Animal Bioacoustics: Communication and echolocation among aquatic and terrestrial animals

The study of bioacoustics emerged as recording technologies became more available throughout the early 20th century. The study of animals and the sounds they make have assisted us in learning more about how our environment works around us. Echolocation is a particularly interesting field of bioacoustics and this paper examines the role echolocation plays for dolphins and bats. This paper examines what happens in the ultra and infrasonic ranges to see how they affect these areas of communication. I will be sure to mention the differences in qualities, ranges and speeds of aquatic and aerial sound. This study will examine Animal Bioacoustics and the use of echolocation, communication, and defense among aquatic and terrestrial animals.


Animal bioacoustics, often called simply bioacoustics, is the study of sound in non-human animals. It includes within its scope: animal communication and associated behavior, sound production anatomy and neurophysiology of animals, auditory capacities and auditory mechanisms of animals and instrumental sonar: use in population assessment, identification, and behavior effects of human-made noise on animals 3. In other words, it is the study of sound in animals and the way they use sound to communicate. By recording and reviewing audio tapes, researchers are able to not only to identify a species but also to determine its movements, population densities, and evolutionary relationships. Such knowledge aids ecologists and conservationists as it furthers the understanding of how animals communicate, survive, and respond to human encroachment7. Several universities and governments have programs and projects that study Bioacoustics, but most deal with the study of underwater sound. As man has expanded his grasp on the way the world works, it has become increasingly harder to study animals in their natural habitat with out the interference of a human produced noise. Given the vast amount of water on earth, and the availability of undisturbed habitat, it is much more practical to research ocean life and the sounds they make. It is also convenient for university and government projects to work together in joint studies to benefit the range of knowledge for Bioacoustics, but to also test and develop new technologies for civilian and military use. Despite the fact that most of these studies deal with underwater projects, a great number of studies that involve the use of echolocation in bats, insects and a few terrestrial animals like the shrew.

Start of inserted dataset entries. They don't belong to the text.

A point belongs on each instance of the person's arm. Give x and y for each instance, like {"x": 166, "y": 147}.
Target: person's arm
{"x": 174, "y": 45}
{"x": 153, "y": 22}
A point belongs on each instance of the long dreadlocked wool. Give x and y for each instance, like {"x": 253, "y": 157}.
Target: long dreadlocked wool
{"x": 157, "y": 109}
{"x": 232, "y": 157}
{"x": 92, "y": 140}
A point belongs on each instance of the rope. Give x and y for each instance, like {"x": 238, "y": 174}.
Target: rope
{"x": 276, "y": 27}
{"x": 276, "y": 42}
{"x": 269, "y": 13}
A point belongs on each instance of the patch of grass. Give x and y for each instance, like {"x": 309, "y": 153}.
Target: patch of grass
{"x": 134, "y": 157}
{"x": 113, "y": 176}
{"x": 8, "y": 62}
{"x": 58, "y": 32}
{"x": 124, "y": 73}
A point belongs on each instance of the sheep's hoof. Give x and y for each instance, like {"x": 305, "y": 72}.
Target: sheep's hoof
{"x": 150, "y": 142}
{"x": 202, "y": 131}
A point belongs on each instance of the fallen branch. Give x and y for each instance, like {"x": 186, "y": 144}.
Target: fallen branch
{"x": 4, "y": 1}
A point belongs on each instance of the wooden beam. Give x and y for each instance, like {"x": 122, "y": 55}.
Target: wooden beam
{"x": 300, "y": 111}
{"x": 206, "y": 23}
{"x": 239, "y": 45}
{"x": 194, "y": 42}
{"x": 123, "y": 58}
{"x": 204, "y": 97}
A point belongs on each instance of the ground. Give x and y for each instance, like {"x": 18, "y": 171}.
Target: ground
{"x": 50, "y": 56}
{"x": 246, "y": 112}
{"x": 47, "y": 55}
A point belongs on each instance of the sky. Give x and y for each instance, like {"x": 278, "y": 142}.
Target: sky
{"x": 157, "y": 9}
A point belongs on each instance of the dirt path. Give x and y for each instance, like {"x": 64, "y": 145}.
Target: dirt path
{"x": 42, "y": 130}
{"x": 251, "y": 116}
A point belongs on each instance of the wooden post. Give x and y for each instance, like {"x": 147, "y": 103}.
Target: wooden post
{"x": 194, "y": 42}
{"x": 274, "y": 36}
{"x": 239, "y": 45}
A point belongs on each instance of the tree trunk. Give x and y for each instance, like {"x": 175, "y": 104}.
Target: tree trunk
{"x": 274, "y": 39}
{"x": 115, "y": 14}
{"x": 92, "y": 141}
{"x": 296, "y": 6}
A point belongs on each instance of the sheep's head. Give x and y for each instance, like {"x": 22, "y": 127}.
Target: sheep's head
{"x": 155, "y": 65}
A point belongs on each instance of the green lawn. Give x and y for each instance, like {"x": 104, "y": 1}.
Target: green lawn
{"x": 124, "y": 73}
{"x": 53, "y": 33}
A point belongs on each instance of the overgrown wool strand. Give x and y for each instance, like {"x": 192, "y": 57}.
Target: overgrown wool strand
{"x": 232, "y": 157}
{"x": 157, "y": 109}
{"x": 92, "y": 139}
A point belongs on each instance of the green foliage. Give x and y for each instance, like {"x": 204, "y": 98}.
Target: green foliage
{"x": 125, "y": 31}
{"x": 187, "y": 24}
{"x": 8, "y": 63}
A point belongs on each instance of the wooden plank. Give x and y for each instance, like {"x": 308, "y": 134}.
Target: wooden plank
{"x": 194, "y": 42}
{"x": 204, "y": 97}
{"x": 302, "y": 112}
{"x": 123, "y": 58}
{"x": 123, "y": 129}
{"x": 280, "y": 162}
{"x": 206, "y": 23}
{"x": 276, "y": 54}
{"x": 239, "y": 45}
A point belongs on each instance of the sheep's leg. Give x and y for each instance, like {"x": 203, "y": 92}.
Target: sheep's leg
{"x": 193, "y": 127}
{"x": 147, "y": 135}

The study of Bioacoustics began in the early to mid 20th century when recording technology became more broadly available to scientists and the archiving of animal sounds began. The Acoustical Society of America (ASA) was founded in 1929 to increase and diffuse the knowledge of acoustics and promote its practical applications. A wide variety of organizations including public and private, have initiated archives of animal sounds that continue to help us understand animals and their means of communicating. The sound archives have actually helped to locate species that were thought to be extinct. In 1935, Cornell University ornithologists Arthur A. Allen and Peter Paul Kellogg made the only known recording of the ivory-billed woodpecker. Four decades later, the bird, which is now thought to be extinct in North America, was rediscovered in Cuba with the aid of that recording7.

Some current programs that are underway include the Cornell Bioacoustics Research Program and The Center for Bioacoustics at the Texas A&M at Chorpus Christi. Both have extensive, ongoing research facilities and maintain large collections of bioacoustical recordings. At Cornell, Allen and Kellogg's pioneering work recording and documenting sounds has grown into the world's largest collection of wildlife noise, the Library of Natural Sounds. Recordings include the utterances of Rwandan Mountain gorillas, a newly discovered Peruvian parrot, and more than half the world's estimated 9,000 bird species. The collection contains over 65,000 recordings, with 3,000 to 4,000 added every year7. Other institutes include the Centro Interdisciplinare di Bioacustica e Ricerche Ambientali (Interdisciplinary Center for Bioacoustics and Environmental Research) at Italy’s Università degli Studi di Pavia, another extensive laboratory involved in bioacoustc research. Both Cornell and C.I.B.R.A. have programs that run with the assistance of their respective government navies. Cornell has investigated whale sounds using the US Navy's Integrated Undersea Surveillance System (IUSS). The IUSS is a vast network of bottom-mounted and surface-towed hydrophone (underwater microphone) arrays originally deployed to track Soviet submarines1. The C.I.B.R.A. began similar research to study cetaceans in the Mediterranean Sea with the Italian Navy in 19952. These studies have helped us to learn a great deal of information on underwater sound and the way marine life communicates and navigates using sound.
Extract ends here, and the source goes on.